State Democrats lashed out at Maine Governor Paul LePage after he criticized the Supreme Court’s healthcare ruling in his weekly radio message, comparing the Internal Revenue Service (IRS) to the Nazi Gestapo.
Governor LePage, like many critics of the president's signature health care reform law, targeted the individual mandate, which requires that one either buys a health insurance plan or pay a penalty to be collected with the yearly income tax filing.
"This decision has made America less free,” he claimed. “We the people have been told there is no choice. You must buy health insurance or pay the new Gestapo - the I.R.S."
Maine Democratic Party Chairman Ben Grant, responding to LePage's remarks, said, "We've come to expect a bunch of nonsense from Gov. LePage, but this is a step too far. There appears now to be no limit to the extreme language he will use to misinform, degrade and insult people. Somebody needs to explain to him that he's the governor of a state, and not a talk radio host. I demand a full apology on behalf of all those who suffered at the hands of the real Gestapo."
"There is nothing that degrades politics more than purported leaders who so cavalierly invoke the worst in human history when they can't get their way in legitimate, modern policy disagreements," Grant said.
"The Governor's language is intentionally offensive.

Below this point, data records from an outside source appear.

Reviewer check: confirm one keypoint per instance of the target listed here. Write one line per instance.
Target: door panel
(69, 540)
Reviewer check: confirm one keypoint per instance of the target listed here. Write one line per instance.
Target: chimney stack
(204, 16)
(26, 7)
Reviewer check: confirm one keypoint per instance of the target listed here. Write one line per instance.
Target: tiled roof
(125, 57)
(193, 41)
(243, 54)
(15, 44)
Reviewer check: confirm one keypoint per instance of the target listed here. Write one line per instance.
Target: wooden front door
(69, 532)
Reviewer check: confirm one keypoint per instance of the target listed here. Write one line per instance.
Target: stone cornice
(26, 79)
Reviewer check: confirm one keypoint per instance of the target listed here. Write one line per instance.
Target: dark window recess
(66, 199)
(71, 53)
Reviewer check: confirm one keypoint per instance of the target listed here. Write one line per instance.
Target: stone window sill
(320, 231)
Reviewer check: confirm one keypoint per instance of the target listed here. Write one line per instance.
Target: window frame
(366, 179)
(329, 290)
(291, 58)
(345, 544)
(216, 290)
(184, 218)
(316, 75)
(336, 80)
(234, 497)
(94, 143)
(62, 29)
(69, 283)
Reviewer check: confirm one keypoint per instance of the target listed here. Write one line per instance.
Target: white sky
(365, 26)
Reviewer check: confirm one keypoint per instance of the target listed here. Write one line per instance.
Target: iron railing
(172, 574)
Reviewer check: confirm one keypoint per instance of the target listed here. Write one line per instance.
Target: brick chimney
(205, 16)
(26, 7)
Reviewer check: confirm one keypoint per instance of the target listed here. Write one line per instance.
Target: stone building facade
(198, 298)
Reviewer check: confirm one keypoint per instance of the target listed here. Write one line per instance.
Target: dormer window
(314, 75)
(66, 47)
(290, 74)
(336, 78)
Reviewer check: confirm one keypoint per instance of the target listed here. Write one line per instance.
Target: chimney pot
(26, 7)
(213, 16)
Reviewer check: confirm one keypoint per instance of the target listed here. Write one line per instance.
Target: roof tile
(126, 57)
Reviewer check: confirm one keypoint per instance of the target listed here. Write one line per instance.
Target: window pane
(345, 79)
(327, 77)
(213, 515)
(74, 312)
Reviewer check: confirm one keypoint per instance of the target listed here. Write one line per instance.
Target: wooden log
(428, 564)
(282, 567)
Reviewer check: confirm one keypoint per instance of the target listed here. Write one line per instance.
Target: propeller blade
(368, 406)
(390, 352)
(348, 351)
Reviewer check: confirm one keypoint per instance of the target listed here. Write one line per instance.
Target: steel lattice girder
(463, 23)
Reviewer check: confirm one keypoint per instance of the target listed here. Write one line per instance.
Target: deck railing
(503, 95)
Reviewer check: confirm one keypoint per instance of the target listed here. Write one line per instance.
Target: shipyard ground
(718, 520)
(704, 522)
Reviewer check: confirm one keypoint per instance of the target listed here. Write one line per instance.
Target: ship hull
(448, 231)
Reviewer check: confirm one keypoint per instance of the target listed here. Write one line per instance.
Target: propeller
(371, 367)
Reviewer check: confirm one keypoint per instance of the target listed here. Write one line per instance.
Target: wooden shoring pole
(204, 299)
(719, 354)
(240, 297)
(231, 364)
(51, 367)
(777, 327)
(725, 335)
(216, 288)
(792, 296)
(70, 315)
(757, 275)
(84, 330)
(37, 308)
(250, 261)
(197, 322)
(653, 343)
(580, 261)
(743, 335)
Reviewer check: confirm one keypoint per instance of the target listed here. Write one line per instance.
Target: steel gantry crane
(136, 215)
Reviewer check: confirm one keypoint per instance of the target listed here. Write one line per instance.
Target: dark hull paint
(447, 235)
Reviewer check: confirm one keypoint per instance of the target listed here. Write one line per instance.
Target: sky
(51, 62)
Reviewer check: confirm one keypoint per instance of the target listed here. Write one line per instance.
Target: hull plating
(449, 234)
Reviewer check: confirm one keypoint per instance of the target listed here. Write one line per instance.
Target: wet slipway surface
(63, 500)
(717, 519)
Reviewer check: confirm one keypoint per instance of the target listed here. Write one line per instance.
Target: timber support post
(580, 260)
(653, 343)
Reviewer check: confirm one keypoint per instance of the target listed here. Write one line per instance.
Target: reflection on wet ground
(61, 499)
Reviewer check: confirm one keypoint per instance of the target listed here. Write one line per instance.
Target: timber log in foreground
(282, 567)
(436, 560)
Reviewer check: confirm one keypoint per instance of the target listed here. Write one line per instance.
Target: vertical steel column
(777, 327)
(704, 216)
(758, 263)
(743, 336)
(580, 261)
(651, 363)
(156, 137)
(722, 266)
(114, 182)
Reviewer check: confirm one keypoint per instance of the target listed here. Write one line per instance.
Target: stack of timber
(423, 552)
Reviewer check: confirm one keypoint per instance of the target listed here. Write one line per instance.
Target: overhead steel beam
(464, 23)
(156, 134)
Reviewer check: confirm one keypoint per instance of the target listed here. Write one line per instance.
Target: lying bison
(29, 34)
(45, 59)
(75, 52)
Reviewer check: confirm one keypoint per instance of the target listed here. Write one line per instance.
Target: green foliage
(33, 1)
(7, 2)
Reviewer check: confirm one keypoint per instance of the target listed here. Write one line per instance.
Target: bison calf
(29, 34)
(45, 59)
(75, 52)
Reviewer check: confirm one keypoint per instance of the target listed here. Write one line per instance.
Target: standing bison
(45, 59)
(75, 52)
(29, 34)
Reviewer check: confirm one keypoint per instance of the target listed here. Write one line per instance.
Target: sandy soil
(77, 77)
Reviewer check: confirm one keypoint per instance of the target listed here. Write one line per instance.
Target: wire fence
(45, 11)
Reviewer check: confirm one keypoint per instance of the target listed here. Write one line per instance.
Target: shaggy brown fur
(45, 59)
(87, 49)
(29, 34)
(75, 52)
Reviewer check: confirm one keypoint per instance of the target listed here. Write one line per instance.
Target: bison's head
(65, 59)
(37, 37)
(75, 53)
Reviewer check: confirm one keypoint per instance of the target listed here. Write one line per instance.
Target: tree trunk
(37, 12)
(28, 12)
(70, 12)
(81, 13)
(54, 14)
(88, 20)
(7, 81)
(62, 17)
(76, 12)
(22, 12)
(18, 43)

This goes beyond political rhetoric," asserted House Leader Emily Cain. "The experience of the Holocaust survivors and veterans of World War II who witness the true terror of the Gestapo should not be trivialized for political shock."
Assistant Senate Leader Justin Alfond added that, "his comment trivializes an historic atrocity and mischaracterizes ObamaCare for the sake of political divisiveness. This is yet another instance of the Governor choosing hostile language over substance."
The Anti-Defamation League released a statement saying, "The Governor should immediately apologize for his remarks and demonstrate an understanding of why they are offensive to all who value civil discourse. Comparisons to the Nazi police force have no place in modern politics or anywhere else."